I think this is an indication that one is making findings in area that other
people don't care about. Not necessarily that it is bad subject to study, but
with some people, it is better not to spend the effort to explain, because
only the prepared mind can understand.

------
nabla9
DARPA was looking people with expertise in category theory, algebraic geometry
and topology, and sheaf theory few years back for the Complex Adaptive System
Composition And Design Environment (CASCADE) program
[https://www.darpa.mil/program/complex-adaptive-system-
compos...](https://www.darpa.mil/program/complex-adaptive-system-composition-
and-design-environment)

------
xorand
This recalls me a story from Stanislaw Lem' Cyberiad.
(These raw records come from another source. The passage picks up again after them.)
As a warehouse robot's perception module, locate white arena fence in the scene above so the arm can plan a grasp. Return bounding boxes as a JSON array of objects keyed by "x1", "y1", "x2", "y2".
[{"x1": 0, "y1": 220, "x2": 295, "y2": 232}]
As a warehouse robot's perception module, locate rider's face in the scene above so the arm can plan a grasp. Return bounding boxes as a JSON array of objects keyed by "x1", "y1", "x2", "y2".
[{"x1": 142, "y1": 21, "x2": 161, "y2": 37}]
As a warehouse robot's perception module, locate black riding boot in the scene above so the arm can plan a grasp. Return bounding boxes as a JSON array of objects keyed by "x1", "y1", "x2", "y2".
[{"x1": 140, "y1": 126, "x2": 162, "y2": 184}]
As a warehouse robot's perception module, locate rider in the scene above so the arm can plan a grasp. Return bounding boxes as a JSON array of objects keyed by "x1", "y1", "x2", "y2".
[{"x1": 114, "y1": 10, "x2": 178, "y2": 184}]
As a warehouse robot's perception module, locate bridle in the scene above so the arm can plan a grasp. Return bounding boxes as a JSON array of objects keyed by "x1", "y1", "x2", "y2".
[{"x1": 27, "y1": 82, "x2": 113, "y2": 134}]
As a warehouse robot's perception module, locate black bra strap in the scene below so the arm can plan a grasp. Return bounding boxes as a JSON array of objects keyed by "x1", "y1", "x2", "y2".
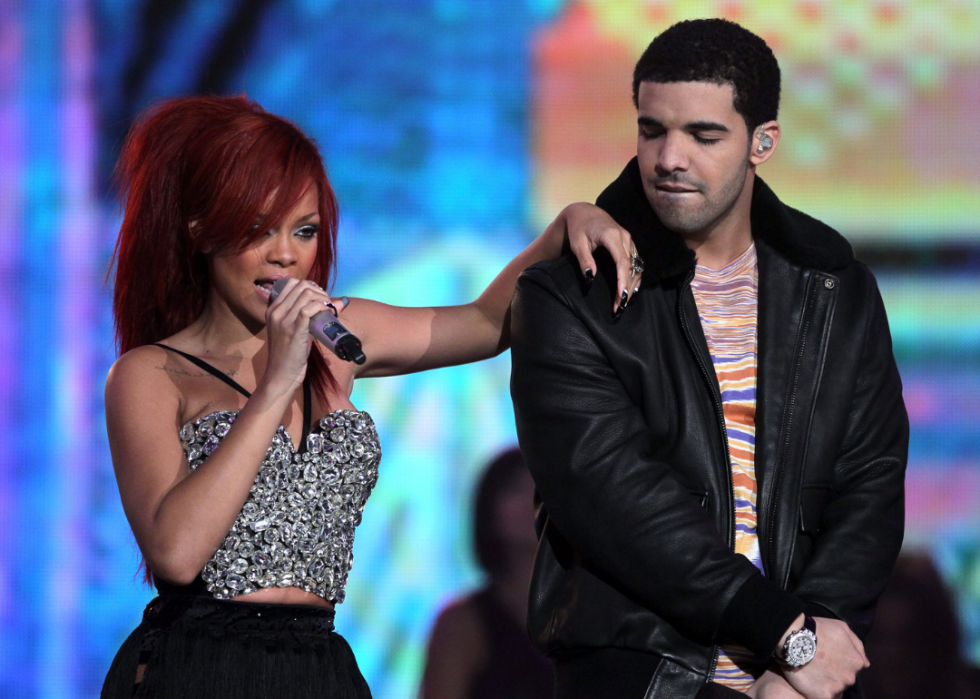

The two constructors,
Trurl and Clapautius, give the same advice to the leaders of two opposing
armies:the best army, each of them explain, is the one where there is an
unique spirit in all the bodies. So, just add to all soldiers a plug in front
and a socket in the back, so that they can all connect. The armies apply the
advice and something unexpected happens.

------
tw1010
Not the first time I've stumbled into topology/homology used in military
areas:
[https://www.youtube.com/watch?v=1Id3Gu18MME](https://www.youtube.com/watch?v=1Id3Gu18MME)
(Great channel btw.)

------
ska
I like the characterization of pure vs. applied math being primarily about
motivation. I've often said the difference is more on the "why" that the
"what".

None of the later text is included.